Serviços de correio e parcelas em destaque no relatório da Ken Research

No relatório da Ken Research pode-se encontrar uma análise detalhada de cada ramo da indústria logística em Portugal, sendo que o ênfase vai para os serviços de correio e parcelas e para os contratos de terceiros, que têm sido explorados com grande sucesso por empresas como a Rangel. Outro grande destaque vai para o comércio digital, que tem sido impulsionado pelo crescimento aritmético do mercado de consumidores interno, bem como pela tendência para o aumento do número de pedidos de entregas; uma realidade que se torna ainda mais relevante tendo em conta o actual contexto social que hoje vivemos. De acordo com a Ken Research, os serviços de correio e parcelas beneficiaram de números positivos no período entre 2013 e 2018 devido ao advento do comércio digital e dos pedidos de entrega rápidos. Como Portugal é um país pequeno, no qual é possível uma distribuição rápida de bens, os serviços de correio e parcelas funcionam de forma bastante eficaz e são por isso muito atraentes do ponto de vista do consumidor.
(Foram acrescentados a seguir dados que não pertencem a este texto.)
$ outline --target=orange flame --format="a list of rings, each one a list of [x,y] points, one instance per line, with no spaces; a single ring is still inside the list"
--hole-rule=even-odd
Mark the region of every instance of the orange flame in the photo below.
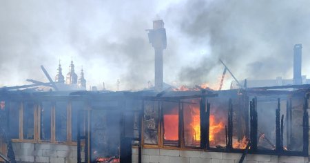
[[[164,115],[165,140],[178,140],[178,115]]]
[[[215,121],[215,116],[214,115],[210,115],[209,119],[209,140],[210,142],[214,141],[215,135],[224,130],[225,125],[224,122],[220,122],[219,123],[216,123]]]
[[[199,111],[199,109],[197,109]],[[191,126],[192,126],[194,133],[193,133],[193,138],[195,141],[200,140],[200,117],[199,115],[192,116],[193,121]]]

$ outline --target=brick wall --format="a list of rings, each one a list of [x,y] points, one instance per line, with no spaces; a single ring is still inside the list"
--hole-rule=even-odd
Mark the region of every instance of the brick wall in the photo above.
[[[238,163],[240,153],[205,152],[194,151],[143,148],[143,163]],[[132,148],[132,162],[138,162],[138,148]],[[278,156],[268,155],[247,155],[244,162],[247,163],[305,163],[307,157]]]
[[[19,162],[76,163],[77,147],[74,145],[14,142],[15,159]],[[84,153],[81,153],[82,160]]]

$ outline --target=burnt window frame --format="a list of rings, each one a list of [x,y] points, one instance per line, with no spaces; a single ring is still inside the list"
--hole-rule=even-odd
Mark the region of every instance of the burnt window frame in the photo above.
[[[247,135],[247,136],[249,137],[255,137],[254,136],[254,134],[257,135],[257,127],[255,127],[255,124],[257,124],[257,111],[256,111],[256,99],[254,98],[251,100],[249,100],[249,97],[250,95],[247,94],[247,92],[246,90],[237,90],[238,94],[242,95],[243,96],[243,100],[245,102],[244,104],[241,104],[240,105],[245,105],[245,109],[246,110],[246,111],[247,111],[247,114],[245,114],[245,115],[246,116],[245,117],[245,123],[246,123],[246,126],[247,126],[248,127],[247,127],[246,128],[246,132],[245,134]],[[273,93],[273,92],[271,93],[268,93],[268,90],[264,90],[265,93]],[[255,92],[255,91],[254,91]],[[280,92],[279,92],[280,93]],[[276,95],[280,95],[280,94],[279,94],[279,93],[275,93]],[[258,95],[260,95],[260,93],[261,93],[261,92],[258,91]],[[293,93],[291,92],[287,92],[285,93],[286,94],[293,94]],[[304,140],[304,143],[303,143],[303,150],[302,151],[283,151],[281,150],[276,150],[276,151],[265,151],[265,150],[256,150],[257,149],[257,141],[253,141],[254,144],[253,144],[253,142],[251,143],[251,145],[253,146],[254,146],[252,148],[249,149],[248,153],[252,153],[252,154],[268,154],[268,155],[291,155],[291,156],[308,156],[308,144],[309,144],[309,133],[308,133],[308,131],[309,131],[309,115],[307,113],[307,107],[308,107],[309,106],[309,97],[310,97],[310,93],[307,93],[307,92],[304,92],[304,96],[305,97],[304,98],[304,113],[303,113],[303,131],[302,132],[303,132],[303,140]],[[209,117],[207,117],[208,116],[209,116],[209,110],[210,110],[210,104],[207,101],[207,98],[209,97],[203,97],[201,96],[201,100],[200,100],[200,146],[199,147],[195,148],[195,147],[189,147],[189,146],[184,146],[184,140],[183,141],[180,141],[180,142],[179,143],[179,146],[164,146],[163,145],[163,124],[162,123],[163,122],[163,106],[162,106],[162,102],[165,101],[164,99],[162,100],[158,100],[158,102],[161,104],[159,108],[159,113],[161,113],[160,114],[160,117],[159,117],[159,124],[158,124],[158,129],[160,130],[160,133],[158,133],[158,144],[155,144],[155,145],[149,145],[149,144],[144,144],[144,137],[142,136],[141,140],[142,140],[142,145],[143,147],[145,148],[168,148],[168,149],[197,149],[197,148],[200,148],[201,150],[207,150],[209,151],[218,151],[218,152],[231,152],[231,153],[242,153],[244,152],[244,149],[241,149],[241,148],[232,148],[231,146],[225,146],[225,148],[210,148],[209,146],[209,135],[207,135],[207,133],[209,133],[209,131],[207,131],[207,128],[209,128],[209,127],[208,126],[208,125],[209,125],[209,122],[207,122],[208,119],[209,119]],[[231,98],[229,98],[231,99]],[[231,100],[229,100],[231,101]],[[238,102],[240,102],[240,101]],[[179,101],[179,103],[181,103],[181,100]],[[227,109],[231,111],[231,116],[232,116],[232,113],[234,113],[234,107],[230,106],[232,106],[231,102],[229,102],[227,104]],[[252,105],[251,106],[251,105]],[[306,107],[307,106],[307,107]],[[251,107],[249,107],[251,106]],[[144,106],[143,109],[144,109]],[[231,108],[230,108],[231,107]],[[183,107],[180,106],[179,107],[179,113],[183,113],[183,111],[180,112],[180,109],[183,110]],[[209,111],[208,111],[209,110]],[[250,113],[252,112],[252,113]],[[143,116],[144,116],[144,112],[143,112]],[[254,120],[251,120],[251,119],[253,117],[255,117],[256,116],[256,118]],[[274,115],[273,116],[276,116],[276,115]],[[229,121],[229,117],[228,117],[229,119],[228,121]],[[231,121],[232,121],[232,118],[230,117],[230,121],[231,121],[231,124],[232,124]],[[207,121],[206,121],[207,120]],[[142,124],[143,125],[144,123],[144,119],[142,118],[141,119],[142,121]],[[180,126],[183,125],[184,126],[184,124],[183,124],[184,122],[184,117],[183,115],[180,115],[179,114],[179,127]],[[253,126],[254,125],[254,126]],[[257,125],[257,124],[256,124]],[[275,124],[276,125],[276,124]],[[179,137],[179,141],[180,140],[184,140],[184,126],[181,126],[180,130],[179,129],[179,135],[180,135],[180,137]],[[234,126],[232,126],[232,130],[236,129],[235,128],[234,128]],[[142,133],[143,133],[144,132],[144,128],[142,127],[141,128],[142,130]],[[252,133],[253,132],[253,133]],[[182,134],[183,133],[183,134]],[[207,137],[207,139],[205,140],[205,141],[203,141],[204,140],[204,137]],[[233,135],[231,133],[230,135],[228,135],[229,139],[231,140],[231,143],[233,142],[232,140],[232,137]]]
A dominar este sector encontram-se todo o tipo de bens, sendo que os destaques vão para produtos como roupa, bens de retalho, brinquedos, e outros domínios de lazer.
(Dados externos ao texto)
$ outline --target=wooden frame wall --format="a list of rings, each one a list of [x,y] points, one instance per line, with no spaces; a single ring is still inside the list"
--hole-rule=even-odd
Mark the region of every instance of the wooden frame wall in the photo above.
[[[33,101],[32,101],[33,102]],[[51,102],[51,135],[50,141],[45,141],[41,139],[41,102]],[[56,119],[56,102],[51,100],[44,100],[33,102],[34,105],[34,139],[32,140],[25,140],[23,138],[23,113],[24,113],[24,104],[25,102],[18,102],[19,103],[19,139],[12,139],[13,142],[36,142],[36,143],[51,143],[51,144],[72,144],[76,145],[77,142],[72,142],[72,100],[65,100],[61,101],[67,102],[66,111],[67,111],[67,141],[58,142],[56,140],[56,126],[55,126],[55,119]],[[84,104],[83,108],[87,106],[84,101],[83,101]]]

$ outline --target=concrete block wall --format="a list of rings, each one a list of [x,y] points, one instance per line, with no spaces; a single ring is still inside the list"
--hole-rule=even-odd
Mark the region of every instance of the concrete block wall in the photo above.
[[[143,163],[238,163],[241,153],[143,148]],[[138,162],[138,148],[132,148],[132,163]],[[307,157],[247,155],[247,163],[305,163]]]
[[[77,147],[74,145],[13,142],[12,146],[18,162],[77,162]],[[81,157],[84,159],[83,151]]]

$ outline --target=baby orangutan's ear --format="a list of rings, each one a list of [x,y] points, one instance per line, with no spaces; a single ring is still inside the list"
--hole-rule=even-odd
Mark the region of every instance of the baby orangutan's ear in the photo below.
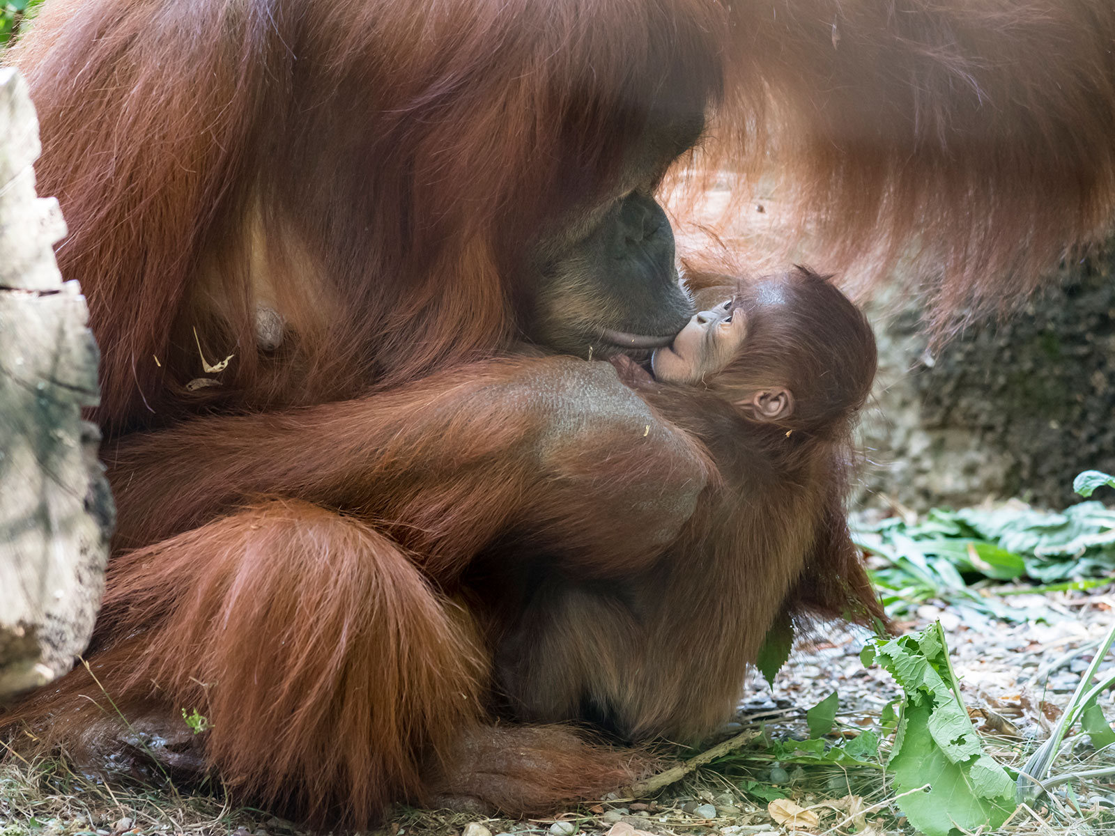
[[[784,387],[759,389],[736,401],[756,421],[777,421],[794,412],[794,393]]]

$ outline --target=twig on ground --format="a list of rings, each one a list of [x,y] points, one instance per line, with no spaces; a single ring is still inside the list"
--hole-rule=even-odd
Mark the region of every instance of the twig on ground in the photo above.
[[[663,787],[668,787],[671,784],[677,784],[679,780],[685,778],[690,772],[696,771],[706,764],[710,764],[717,758],[724,757],[730,751],[745,746],[755,738],[757,738],[762,732],[757,729],[748,729],[747,731],[741,731],[733,738],[728,738],[723,743],[717,743],[711,749],[702,751],[700,755],[690,758],[689,760],[678,764],[676,767],[671,767],[658,775],[652,775],[649,778],[644,778],[641,781],[636,781],[630,787],[624,787],[620,790],[621,796],[630,796],[631,798],[643,798],[651,793],[657,793]]]

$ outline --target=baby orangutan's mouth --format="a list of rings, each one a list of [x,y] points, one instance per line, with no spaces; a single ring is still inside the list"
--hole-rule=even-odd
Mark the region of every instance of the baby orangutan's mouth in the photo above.
[[[600,339],[610,342],[619,348],[627,349],[650,349],[663,348],[673,342],[676,334],[669,337],[650,337],[648,334],[627,333],[626,331],[613,331],[610,328],[600,331]]]

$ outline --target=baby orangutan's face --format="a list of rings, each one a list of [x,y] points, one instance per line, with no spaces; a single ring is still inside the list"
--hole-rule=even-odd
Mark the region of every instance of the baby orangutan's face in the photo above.
[[[746,317],[731,300],[695,313],[673,343],[655,351],[650,366],[655,377],[668,383],[696,383],[715,375],[736,356],[747,336]]]

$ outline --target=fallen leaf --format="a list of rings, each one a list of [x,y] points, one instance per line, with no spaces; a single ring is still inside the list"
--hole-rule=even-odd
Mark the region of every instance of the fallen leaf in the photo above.
[[[770,801],[770,804],[767,805],[767,813],[769,813],[770,818],[779,825],[785,825],[787,827],[815,828],[821,824],[821,819],[817,817],[816,813],[807,810],[804,807],[799,807],[788,798],[776,798]]]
O relatório menciona ainda a aposta nas infra-estruturas ferroviárias portuguesas, destacando as linhas de ferro como o meio de transporte mais barato em Portugal, seguido imediatamente do transporte marítimo e do transporte aéreo. Ainda assim, o sector logístico português continua a ser dominado pelo transporte rodoviário, que é potenciado pelas características únicas do país. Com um sistema de auto-estradas eficiente e uma crescente consciencialização ambiental, Portugal parece equipado para se integrar com autoridade nas linhas de comunicação europeias, que se têm aproximado cada vez mais do continente asiático e de outros grandes mercados mundiais.

De casinos em Cabo Verde até eventos desportivos: o mercado de logística de terceiros em Portugal

Para além do mercado interno de entregas e do comércio digital, a Ken Research destaca outro sector em que a logística portuguesa se tem mostrado forte: os contratos de terceiros. Os serviços logísticos de terceiros são cada vez mais habituais no mercado actual, sendo que empresas como a supracitada Rangel têm desempenhado um papel muito importante para o seu crescimento. Em 2020, a empresa garantiu o contrato da Volta a Portugal 2020, em que participará como operador logístico. Mas a Rangel tem vindo a aumentar a sua reputação e capital pelo menos desde 2018, altura em que mereceu a confiança da marca Hilton, que abriu o seu primeiro hotel em Cabo Verde.

Graças à Rangel e à Hilton, os cabo-verdianos e turistas podem agora jogar no casino e dormir num estabelecimento de 5 estrelas com uma reputação internacional. O Casino Royal de Cabo Verde revelou-se um sucesso, e ajudou a demonstrar que empresas como a Rangel podem encontrar novas soluções de mercado fora de portas.

A Rangel foi apenas uma das várias empresas de logística citadas no relatório da Ken Research, que inclui ainda a DHL Portugal, a Abreu Cargo, a TAP, a DB Schenker, a FedEx, a CEVA Logistics, ou a UPS Express. De acordo com a agência de investigação de mercado, o sector logístico e de armazenamento em português deve obter uma facturação na ordem dos 30 biliões a partir do ano 2024.